En plus, il faut plus d'un masque par jour : on travaille huit heures, les masques seraient valables quatre heures. Sur les huit heures il y a une pause pour aller boire un verre d'eau, pour manger – repas du midi ou petit déjeuner, il faut un masque pour venir travailler, un masque pour rentrer chez soi, donc il faudrait au minimum 4 ou 5 masques par jour. Là, on pourra dire que les conditions sont réunies pour une reprise du travail, avec les tests en supplément.

Qu'est-ce que vous faites au niveau syndical par rapport à cette date de reprise ?

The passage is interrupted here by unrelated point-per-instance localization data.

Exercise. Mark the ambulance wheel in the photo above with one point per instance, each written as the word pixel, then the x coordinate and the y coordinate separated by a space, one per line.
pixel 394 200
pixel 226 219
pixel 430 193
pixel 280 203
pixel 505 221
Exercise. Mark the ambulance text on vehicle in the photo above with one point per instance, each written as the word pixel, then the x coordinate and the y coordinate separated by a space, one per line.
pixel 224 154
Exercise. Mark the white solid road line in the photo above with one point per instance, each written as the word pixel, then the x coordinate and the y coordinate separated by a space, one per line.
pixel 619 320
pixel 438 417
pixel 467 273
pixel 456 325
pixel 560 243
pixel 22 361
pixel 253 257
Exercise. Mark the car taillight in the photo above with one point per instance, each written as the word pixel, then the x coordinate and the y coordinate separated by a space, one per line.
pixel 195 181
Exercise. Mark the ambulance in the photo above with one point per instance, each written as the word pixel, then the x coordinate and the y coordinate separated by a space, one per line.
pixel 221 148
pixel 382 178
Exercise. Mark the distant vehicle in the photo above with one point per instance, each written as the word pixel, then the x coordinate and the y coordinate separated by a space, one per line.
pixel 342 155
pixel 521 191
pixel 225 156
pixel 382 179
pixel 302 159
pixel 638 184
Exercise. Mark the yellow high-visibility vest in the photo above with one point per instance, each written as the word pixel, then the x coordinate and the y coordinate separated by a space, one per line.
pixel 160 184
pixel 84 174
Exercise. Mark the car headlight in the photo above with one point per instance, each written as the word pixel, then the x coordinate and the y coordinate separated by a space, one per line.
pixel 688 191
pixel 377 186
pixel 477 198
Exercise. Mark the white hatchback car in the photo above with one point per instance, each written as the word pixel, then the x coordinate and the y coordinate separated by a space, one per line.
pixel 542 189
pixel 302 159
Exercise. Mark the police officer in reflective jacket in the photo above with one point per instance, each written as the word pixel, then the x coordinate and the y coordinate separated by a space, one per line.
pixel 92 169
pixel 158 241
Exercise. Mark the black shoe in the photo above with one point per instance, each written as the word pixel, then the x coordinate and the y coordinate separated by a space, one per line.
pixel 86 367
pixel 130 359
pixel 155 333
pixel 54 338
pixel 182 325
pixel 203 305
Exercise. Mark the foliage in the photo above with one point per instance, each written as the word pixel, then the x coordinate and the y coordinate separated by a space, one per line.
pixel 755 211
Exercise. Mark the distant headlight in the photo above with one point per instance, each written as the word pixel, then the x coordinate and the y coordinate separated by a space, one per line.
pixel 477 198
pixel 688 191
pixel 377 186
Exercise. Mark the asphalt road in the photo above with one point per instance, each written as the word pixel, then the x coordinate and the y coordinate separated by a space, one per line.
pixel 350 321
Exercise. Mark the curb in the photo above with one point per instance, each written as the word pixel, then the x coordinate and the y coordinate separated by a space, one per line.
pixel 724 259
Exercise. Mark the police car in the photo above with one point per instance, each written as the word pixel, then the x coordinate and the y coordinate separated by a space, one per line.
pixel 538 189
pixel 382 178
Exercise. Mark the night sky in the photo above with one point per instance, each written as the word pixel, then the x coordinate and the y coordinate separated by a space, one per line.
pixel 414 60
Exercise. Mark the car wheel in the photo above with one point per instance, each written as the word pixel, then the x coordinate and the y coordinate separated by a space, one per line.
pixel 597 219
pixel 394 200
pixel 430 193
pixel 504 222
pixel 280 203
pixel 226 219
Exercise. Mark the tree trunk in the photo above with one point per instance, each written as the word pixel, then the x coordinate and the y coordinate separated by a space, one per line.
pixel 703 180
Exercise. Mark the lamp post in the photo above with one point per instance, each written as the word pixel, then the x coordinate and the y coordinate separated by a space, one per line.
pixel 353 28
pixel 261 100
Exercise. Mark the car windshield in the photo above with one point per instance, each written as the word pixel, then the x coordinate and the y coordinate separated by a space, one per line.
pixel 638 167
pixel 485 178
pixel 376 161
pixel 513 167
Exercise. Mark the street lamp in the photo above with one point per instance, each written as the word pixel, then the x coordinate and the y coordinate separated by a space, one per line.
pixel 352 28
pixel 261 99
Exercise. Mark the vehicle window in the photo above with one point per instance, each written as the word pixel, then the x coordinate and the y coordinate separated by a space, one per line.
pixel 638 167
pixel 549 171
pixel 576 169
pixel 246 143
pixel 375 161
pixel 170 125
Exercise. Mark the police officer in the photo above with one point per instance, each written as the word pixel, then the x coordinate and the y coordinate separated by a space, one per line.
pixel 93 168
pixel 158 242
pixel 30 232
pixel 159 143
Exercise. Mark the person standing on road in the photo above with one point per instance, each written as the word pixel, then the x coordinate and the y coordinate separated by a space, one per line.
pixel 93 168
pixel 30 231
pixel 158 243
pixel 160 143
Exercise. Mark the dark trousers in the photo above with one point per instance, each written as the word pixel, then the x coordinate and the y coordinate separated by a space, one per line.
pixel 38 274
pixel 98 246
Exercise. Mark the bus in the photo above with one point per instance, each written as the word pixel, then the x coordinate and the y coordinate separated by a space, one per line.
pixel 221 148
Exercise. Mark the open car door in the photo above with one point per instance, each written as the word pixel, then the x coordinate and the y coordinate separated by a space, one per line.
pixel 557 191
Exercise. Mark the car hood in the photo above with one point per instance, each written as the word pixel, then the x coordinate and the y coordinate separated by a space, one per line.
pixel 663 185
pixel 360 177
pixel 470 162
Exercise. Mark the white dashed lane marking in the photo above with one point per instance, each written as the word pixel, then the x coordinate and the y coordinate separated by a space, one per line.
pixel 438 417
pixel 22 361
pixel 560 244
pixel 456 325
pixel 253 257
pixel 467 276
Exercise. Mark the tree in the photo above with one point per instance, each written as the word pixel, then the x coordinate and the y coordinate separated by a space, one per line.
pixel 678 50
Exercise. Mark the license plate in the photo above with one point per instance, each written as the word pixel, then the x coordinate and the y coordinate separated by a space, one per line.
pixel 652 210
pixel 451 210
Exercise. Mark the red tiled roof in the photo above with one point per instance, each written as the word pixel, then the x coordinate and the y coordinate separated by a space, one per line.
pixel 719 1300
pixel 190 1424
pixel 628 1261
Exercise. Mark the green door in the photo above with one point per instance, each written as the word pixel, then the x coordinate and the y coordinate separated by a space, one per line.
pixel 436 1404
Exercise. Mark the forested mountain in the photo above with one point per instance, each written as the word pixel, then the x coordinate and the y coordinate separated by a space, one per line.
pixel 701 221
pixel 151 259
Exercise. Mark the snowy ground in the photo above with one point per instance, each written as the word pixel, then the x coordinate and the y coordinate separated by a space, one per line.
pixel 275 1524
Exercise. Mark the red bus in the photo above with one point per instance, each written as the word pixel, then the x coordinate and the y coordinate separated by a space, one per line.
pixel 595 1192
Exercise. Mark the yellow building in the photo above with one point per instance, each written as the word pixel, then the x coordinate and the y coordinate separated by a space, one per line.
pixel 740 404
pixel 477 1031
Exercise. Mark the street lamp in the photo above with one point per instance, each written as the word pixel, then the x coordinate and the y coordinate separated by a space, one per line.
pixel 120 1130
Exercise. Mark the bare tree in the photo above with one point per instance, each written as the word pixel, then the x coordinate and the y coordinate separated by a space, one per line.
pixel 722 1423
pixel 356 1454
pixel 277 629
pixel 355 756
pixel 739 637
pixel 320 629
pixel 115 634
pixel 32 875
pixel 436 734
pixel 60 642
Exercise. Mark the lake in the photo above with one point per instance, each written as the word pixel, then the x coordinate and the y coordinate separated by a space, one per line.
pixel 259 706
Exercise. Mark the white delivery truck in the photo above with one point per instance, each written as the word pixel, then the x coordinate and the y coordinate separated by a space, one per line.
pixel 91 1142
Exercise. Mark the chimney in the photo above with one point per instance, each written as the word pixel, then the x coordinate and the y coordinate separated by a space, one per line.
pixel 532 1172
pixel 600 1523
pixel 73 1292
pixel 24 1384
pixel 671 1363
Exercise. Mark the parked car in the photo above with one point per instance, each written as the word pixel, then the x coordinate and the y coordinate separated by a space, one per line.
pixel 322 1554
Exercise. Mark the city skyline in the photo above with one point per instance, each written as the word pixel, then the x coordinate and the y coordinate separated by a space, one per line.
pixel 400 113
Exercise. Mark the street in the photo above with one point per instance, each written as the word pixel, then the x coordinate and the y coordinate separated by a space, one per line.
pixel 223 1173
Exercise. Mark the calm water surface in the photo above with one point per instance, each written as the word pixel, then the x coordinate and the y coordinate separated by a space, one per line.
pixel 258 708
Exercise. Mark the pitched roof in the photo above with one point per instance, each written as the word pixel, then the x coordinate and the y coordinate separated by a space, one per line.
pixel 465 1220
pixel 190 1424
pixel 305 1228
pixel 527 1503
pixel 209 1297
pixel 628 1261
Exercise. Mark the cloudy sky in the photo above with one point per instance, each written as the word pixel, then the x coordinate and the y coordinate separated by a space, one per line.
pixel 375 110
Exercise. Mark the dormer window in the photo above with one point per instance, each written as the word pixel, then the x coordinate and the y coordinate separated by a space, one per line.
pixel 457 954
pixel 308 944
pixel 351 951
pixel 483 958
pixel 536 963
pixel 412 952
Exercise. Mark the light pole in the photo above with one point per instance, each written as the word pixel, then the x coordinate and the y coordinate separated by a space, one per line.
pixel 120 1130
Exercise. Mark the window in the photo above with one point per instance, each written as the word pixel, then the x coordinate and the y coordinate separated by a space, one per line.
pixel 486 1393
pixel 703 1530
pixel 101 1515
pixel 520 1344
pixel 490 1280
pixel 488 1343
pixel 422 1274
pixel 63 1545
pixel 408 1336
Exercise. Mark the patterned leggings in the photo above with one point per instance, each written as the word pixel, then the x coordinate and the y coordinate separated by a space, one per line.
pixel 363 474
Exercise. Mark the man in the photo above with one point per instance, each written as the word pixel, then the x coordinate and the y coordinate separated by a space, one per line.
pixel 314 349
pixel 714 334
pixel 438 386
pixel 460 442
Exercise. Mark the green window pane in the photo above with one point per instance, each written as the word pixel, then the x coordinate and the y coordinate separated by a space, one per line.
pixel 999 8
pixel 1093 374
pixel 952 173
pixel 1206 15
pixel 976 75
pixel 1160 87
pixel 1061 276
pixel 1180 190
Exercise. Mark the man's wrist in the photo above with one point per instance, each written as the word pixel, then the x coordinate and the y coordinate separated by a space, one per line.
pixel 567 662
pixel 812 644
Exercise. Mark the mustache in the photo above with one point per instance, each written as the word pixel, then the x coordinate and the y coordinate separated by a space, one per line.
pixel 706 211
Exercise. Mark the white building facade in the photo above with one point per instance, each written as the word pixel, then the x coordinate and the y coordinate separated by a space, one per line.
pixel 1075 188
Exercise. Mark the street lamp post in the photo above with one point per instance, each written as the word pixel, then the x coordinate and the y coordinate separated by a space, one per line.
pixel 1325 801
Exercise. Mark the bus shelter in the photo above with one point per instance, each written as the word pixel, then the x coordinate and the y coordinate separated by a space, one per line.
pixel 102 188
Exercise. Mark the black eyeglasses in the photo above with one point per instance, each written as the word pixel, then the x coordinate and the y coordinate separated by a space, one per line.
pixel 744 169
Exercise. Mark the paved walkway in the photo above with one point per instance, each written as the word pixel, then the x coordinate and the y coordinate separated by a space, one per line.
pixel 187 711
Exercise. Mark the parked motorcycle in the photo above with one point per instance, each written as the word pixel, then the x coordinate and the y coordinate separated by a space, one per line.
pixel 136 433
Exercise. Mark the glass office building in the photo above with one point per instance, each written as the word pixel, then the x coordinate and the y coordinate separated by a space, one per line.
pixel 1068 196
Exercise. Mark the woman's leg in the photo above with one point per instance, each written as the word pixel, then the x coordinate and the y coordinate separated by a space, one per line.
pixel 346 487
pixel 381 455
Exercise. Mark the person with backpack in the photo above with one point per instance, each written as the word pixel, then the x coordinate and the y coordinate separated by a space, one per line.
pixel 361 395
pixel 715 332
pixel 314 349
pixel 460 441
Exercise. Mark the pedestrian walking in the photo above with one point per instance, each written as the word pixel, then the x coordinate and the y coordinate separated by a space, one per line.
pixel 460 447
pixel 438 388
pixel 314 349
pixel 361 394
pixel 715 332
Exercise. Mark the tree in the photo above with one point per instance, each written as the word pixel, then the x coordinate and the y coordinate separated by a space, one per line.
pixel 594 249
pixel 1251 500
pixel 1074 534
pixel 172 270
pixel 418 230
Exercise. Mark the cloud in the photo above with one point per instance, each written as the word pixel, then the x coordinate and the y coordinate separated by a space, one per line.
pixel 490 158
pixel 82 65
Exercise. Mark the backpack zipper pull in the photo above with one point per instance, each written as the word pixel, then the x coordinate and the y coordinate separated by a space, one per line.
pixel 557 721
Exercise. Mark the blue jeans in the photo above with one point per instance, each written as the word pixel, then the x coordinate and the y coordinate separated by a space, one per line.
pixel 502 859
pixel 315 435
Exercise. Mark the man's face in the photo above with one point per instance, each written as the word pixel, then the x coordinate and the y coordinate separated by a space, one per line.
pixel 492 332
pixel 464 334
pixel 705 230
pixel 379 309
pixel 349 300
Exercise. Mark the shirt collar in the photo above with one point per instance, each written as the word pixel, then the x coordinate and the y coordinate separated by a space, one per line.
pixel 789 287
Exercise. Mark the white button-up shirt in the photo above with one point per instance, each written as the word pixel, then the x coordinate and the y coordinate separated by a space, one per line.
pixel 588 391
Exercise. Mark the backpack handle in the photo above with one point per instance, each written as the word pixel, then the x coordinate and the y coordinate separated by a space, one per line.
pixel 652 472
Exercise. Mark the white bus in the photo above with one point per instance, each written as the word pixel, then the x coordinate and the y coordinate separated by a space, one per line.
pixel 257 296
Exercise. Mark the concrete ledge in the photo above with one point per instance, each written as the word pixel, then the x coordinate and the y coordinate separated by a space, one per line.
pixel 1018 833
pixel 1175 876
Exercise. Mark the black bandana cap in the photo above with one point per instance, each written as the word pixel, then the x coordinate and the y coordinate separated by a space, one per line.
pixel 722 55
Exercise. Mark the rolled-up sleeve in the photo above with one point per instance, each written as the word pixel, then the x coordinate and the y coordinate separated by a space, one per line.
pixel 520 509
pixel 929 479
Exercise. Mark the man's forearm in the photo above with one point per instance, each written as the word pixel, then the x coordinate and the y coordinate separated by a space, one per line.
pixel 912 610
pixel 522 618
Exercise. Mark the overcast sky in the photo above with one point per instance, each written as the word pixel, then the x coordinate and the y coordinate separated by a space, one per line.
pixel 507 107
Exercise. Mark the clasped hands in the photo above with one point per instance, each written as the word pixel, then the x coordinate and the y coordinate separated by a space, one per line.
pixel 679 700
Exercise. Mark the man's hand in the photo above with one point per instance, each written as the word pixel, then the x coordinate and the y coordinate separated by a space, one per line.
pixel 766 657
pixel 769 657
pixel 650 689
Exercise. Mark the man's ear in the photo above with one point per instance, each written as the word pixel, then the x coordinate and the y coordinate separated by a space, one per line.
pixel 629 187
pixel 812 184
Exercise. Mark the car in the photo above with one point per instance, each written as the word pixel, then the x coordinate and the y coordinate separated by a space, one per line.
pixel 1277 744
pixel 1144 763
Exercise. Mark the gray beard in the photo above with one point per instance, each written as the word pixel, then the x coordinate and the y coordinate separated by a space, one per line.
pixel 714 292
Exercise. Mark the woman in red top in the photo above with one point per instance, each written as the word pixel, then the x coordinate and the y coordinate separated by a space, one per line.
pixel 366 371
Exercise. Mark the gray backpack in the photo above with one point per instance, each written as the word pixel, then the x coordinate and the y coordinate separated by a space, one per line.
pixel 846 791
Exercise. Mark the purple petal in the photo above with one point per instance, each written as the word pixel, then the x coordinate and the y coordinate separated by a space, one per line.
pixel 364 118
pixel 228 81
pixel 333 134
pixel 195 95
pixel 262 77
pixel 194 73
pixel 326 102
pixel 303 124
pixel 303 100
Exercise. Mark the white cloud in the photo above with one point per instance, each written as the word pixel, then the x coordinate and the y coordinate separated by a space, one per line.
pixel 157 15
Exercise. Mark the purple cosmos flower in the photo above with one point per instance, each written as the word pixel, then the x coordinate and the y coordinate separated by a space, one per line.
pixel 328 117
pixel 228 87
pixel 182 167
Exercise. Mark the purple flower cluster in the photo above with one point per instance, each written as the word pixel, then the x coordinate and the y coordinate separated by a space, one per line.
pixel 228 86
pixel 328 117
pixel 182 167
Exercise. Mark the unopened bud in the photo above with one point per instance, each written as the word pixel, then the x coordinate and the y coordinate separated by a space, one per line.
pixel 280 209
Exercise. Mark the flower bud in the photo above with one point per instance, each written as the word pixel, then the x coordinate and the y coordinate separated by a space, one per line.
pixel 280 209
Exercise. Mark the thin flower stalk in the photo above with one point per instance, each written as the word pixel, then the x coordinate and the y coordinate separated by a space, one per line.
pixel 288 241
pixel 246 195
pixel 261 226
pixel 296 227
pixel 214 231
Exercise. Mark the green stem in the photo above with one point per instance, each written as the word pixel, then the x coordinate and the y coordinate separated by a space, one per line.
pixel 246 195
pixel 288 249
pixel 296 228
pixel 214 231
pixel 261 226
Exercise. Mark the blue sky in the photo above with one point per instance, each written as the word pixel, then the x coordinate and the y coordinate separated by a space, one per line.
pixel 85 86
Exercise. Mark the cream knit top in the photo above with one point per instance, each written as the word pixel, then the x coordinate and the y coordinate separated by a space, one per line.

On fait une sorte de listing par équipe, par chantier, de ce qui est nécessaire. Par exemple, sur l'escale de Paris-Est, où les collègues sont en relation avec les usagerEs toute la journée, il faut bien sûr que chacunE ait du gel dans sa poche, il faut qu’il y ait la fameuse distance entre les usagerEs et les salariéEs. Il faut aussi une pause de 10 minutes toutes les heures pour avoir le temps de redescendre se laver les mains, de monter de la plateforme jusqu'aux vestiaires. Il faut le nombre de masques suffisant. Il faut que les collègues se croisent au minimum donc il faut parfois changer les horaires de début et de fin de service en les raccourcissant.

Pour les contrôleurEs qui par exemple vont aller jusqu'à Strasbourg ou Colmar, il faut savoir s’ils/elles vont dormir dans les foyers ou pas, ou alors qu’on s'arrange pour qu’ils/elles puissent faire l'aller-retour dans la journée. Mais alors est-ce qu’on a le temps de contrôler ou pas ? La réponse pour nous, c'est non : les contrôleurEs assurent des missions de sécurité dans un train qui ne sont pas seulement du contrôle : lescontrôleurEs sont importants si jamais il y a un accident : ils sont l'interface entre les conducteurEs et les voyageurEs, ils peuvent donner un coup de main aux conducteurEs en cas de problème, etc.

On voit bien que si un ou une contrôleuse passe dans les trains, c'est comme s’il faisait circuler le virus de voyageur en voyageur…

Oui, entre les billets, les cartes, les téléphones, même si tu prends des gants… Donc on veut des garanties pour que le trafic reprenne, s'il doit reprendre.

La SNCF a demandé que le port des masques par les voyageurEs soit obligatoire, mais elle dit que ce n'est pas elle qui peut l’imposer mais une décision du gouvernement.

En Turquie, à Istanbul, les masques sont distribués gratuitement à l'entrée du métro, il n’y a pas de raison qu’ici ce ne soit pas la même chose, qu'à l'entrée des gares tous les voyageurSEs n'aient pas un masque pour voyager.

On est en train de lister tout ça et ce sera les conditions pour reprendre le travail. Si ces conditions ne sont pas réunies, il y aura droit de retrait, c'est-à-dire que les salariéEs n'iront pas se mettre en danger pour une reprise à tout prix du trafic qui ne correspond pas aux impératifs de santé de la population.